The promise of alternate dimensions has long captured a chunk of the fashion imagination — none more so than that of the designer Paco Rabanne, who died last month at age 88. Julien Dossena has been carrying on that legacy at the house Mr. Rabanne built, and he left a note on every seat at his show thanking the original designer for his dream of a “creative utopia, which pushed the frontiers of reality.”
Then he picked up the idea and ran with it: into big, fuzzy knit tops and pants that transformed the wearer into a sort of snuggly creature-feature; into long dresses covered with a net of transparent plastic paillettes that reflected light and created their own syncopation as the models walked (it gave new meaning to the idea of personal portable sound system, though it can’t be turned off, which may be an issue); and into liquid silver and gold chain-mail gowns spliced with leather — plus a few archive looks, in homage. The result resembled the armor of a medieval Valkyrie from a faraway solar system: a little campy, a little cool. Also, the output of the costume department at Marvel, if Marvel moved to Avenue Montaigne.

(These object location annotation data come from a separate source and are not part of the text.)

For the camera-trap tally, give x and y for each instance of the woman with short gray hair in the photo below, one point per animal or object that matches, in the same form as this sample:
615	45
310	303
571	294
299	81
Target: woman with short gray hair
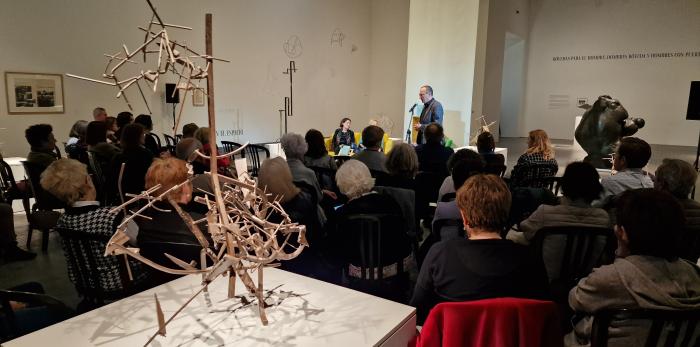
68	180
354	179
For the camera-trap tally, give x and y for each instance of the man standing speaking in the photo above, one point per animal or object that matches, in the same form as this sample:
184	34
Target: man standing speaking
432	111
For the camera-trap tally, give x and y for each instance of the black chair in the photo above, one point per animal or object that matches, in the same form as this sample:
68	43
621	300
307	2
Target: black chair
97	170
368	240
252	153
43	216
663	327
10	190
170	143
570	253
98	278
525	200
41	311
427	190
534	175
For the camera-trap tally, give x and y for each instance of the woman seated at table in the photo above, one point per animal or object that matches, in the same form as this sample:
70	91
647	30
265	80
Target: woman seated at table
68	180
483	265
536	164
343	135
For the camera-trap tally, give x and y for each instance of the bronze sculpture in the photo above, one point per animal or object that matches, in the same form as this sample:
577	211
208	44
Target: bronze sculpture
601	127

If Mr. Dossena took us to a Valhalla of superheroes from King Arthur’s court, at Noir, Kei Ninomiya flew us way past the moon, into — well, who knows? A place where women were transformed into magical dandelions, bristling iridescent fronds that vibrated around a riotous core of color; or where whole gardens bloomed over the body; or a lunar rock became the perfect hat and a skirt was made from a vortex of aluminum.

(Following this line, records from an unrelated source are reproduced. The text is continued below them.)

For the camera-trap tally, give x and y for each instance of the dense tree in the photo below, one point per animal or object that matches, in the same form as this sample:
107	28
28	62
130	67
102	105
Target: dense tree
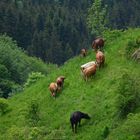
97	18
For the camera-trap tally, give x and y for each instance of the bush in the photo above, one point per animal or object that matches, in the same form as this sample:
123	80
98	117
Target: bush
3	106
129	94
33	78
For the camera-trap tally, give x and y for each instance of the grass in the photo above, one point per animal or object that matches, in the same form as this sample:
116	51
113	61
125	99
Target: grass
97	97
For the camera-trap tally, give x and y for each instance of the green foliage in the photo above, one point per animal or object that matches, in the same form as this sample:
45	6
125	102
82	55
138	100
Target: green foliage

He called it “an exploration of a new dimension,” in one of those aphorisms that, in theory, explains the genesis of a collection and now are regularly issued by designers in the Comme des Garçons stable (he is one), following the lead of Rei Kawakubo.
As for that dimension, it is possible it exists only in Mr. Ninomiya’s mind, but that’s exactly what is great about fashion. To borrow a phrase from Dr. Seuss: Oh, the places you’ll go.